O inconsciente detecta as mentiras.
Um dos grandes paradoxos do ser humano é que boa parte da sua sabedoria não reside na consciência, mas no inconsciente. Geralmente chamamos esse acúmulo de conhecimentos de intuição. É um conhecimento que está oculto, mas que está dentro de nós. Tanto é assim que a ciência provou que o inconsciente detecta as mentiras.
Embora cada um de nós não as perceba em um nível consciente, temos um tipo de detector interno de mentiras. Ele é capaz de identificar os sinais que o comportamento das pessoas que mentem envia. Assim, sabemos, sem saber, que tentam nos enganar.
“Se você diz a verdade, não precisa se lembrar de nada”.
-Mark Twain-
Agora, por que às vezes nos permitimos ser enganados? Embora o inconsciente detecte as mentiras, nem sempre prestamos atenção aos nossos impulsos intuitivos. Por mais estranho que pareça, em muitas ocasiões também queremos ser enganados.
Não há mentira perfeita
Suponha que alguém esteja tentando contar a mentira perfeita. Para isso, deverá elaborar uma narrativa meticulosamente estruturada. Cada peça da mentira tem que se encaixar perfeitamente e, no conjunto, deve ser confiável. Além disso, é preciso coordenar essa versão com o que dirá mais tarde sobre o assunto. O esforço é monumental.

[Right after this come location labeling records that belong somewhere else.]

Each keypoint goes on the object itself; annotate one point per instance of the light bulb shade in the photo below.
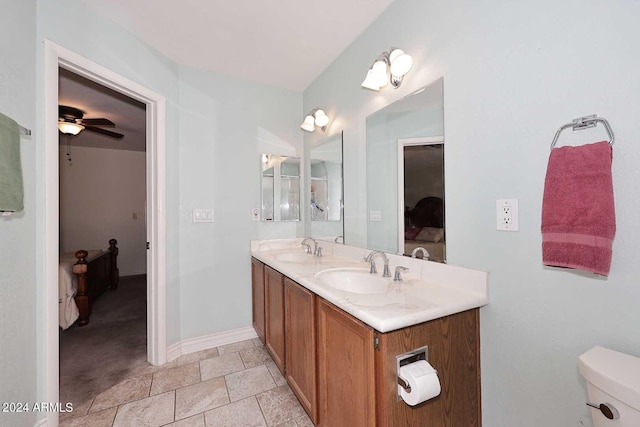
(321, 118)
(370, 82)
(380, 73)
(308, 123)
(400, 62)
(70, 128)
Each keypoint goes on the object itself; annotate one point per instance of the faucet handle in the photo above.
(397, 277)
(373, 269)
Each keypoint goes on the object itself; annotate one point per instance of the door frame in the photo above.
(401, 143)
(57, 56)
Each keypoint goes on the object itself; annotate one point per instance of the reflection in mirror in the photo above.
(405, 205)
(280, 188)
(327, 189)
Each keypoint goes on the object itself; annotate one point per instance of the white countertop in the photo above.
(429, 290)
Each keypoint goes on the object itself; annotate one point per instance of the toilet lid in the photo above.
(615, 373)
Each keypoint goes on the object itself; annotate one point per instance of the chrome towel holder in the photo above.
(585, 122)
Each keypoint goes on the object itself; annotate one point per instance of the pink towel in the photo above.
(578, 213)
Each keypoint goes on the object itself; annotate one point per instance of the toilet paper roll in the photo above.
(422, 379)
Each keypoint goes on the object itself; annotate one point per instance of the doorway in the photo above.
(421, 197)
(56, 56)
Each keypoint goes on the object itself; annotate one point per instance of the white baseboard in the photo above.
(205, 342)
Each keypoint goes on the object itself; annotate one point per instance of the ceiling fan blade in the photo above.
(104, 132)
(98, 122)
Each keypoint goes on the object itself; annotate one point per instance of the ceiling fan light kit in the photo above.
(71, 121)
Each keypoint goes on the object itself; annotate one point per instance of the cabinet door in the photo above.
(300, 332)
(274, 316)
(257, 292)
(345, 369)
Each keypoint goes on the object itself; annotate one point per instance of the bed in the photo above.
(82, 277)
(424, 227)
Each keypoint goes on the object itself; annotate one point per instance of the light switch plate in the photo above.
(203, 215)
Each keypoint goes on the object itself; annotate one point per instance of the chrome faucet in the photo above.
(425, 254)
(397, 277)
(373, 270)
(304, 243)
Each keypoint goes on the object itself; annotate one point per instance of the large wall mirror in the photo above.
(280, 187)
(326, 189)
(405, 175)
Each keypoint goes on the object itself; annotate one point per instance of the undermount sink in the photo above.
(295, 257)
(354, 280)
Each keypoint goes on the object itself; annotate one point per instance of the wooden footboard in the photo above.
(95, 277)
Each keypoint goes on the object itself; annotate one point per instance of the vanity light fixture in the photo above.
(389, 67)
(70, 128)
(316, 117)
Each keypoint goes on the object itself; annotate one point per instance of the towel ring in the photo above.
(585, 123)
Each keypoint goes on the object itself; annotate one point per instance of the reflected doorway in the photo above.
(421, 197)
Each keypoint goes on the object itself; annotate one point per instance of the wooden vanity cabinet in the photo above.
(300, 333)
(454, 351)
(357, 383)
(257, 293)
(344, 372)
(274, 316)
(346, 381)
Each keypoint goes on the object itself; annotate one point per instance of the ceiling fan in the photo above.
(71, 121)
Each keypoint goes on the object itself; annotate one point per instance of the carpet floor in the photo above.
(112, 346)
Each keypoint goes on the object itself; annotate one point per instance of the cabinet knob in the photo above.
(607, 409)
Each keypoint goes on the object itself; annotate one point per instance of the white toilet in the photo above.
(613, 386)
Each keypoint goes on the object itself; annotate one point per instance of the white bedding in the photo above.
(67, 288)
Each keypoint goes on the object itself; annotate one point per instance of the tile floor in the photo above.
(228, 386)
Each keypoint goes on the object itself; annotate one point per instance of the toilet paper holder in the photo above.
(412, 356)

Mentir com perfeição é um feito sobre-humano. Talvez haja uma ou duas pessoas no planeta que possam mentir dessa forma, mas para os mortais comuns é uma missão impossível. Precisamente por essa razão, o inconsciente detecta as mentiras. Em uma fração de segundos, identifica e interpreta os sinais que vão além das palavras. Isso nos permite perceber o engano.
O inconsciente detecta as mentiras
A Associação de Ciências Psicológicas publicou uma pesquisa na qual constatou que o inconsciente detecta as mentiras. Os resultados do estudo apareceram na prestigiosa revista Psychological Science e não deixam dúvidas.
Os pesquisadores chegaram à conclusão de que a maioria das pessoas não consegue identificar o engano conscientemente. Até 54% não percebem que as outras pessoas estão mentindo.

No entanto, os pesquisadores suspeitaram de que o inconsciente havia detectado as mentiras, mesmo quando a pessoa não as percebeu conscientemente, ou não levou em conta o que aquelas áreas profundas da sua mente lhe diziam.
Para provar isso, eles testaram um grupo de 72 voluntários. Eles assistiram a um vídeo no qual apareciam pessoas que tinham roubado 100 dólares, juntamente com outras que eram inocentes.
Cada um dava explicações sobre o fato e os participantes deviam decidir se eram culpados do roubo ou não. Apenas 43% dos participantes acertaram. No entanto, os pesquisadores foram além. Eles mediram as respostas inconscientes para cada uma das pessoas no vídeo. Assim, puderam constatar que a grande maioria foi capaz de associar o culpado com palavras como “desonestidade” e vice-versa.
Por que esse paradoxo?
Até o momento não foi possível definir exatamente por que existe um contraste tão forte entre o consciente e o inconsciente, em termos de capacidade de perceber as mentiras. Aparentemente, tudo tem a ver com o fato de que tendemos a dar mais credibilidade ao conteúdo intelectual do que ao conteúdo intuitivo. Ouvimos a voz da razão, mas somos surdos para os ruídos instintivos.
Da mesma forma, sabe-se que há situações em que a mesma vítima de uma mentira quer participar disso. O caso mais comum ocorre em alguns episódios de infidelidade. Os enganados costumam dizer que foram “os últimos a saber”. Quando esse tipo de situação é examinada em detalhes, descobre-se que havia indicações para as quais a vítima não quis dar atenção.
Nesses casos, o inconsciente detecta as mentiras, mas a consciência se recusa a admitir as evidências para evitar uma experiência dolorosa.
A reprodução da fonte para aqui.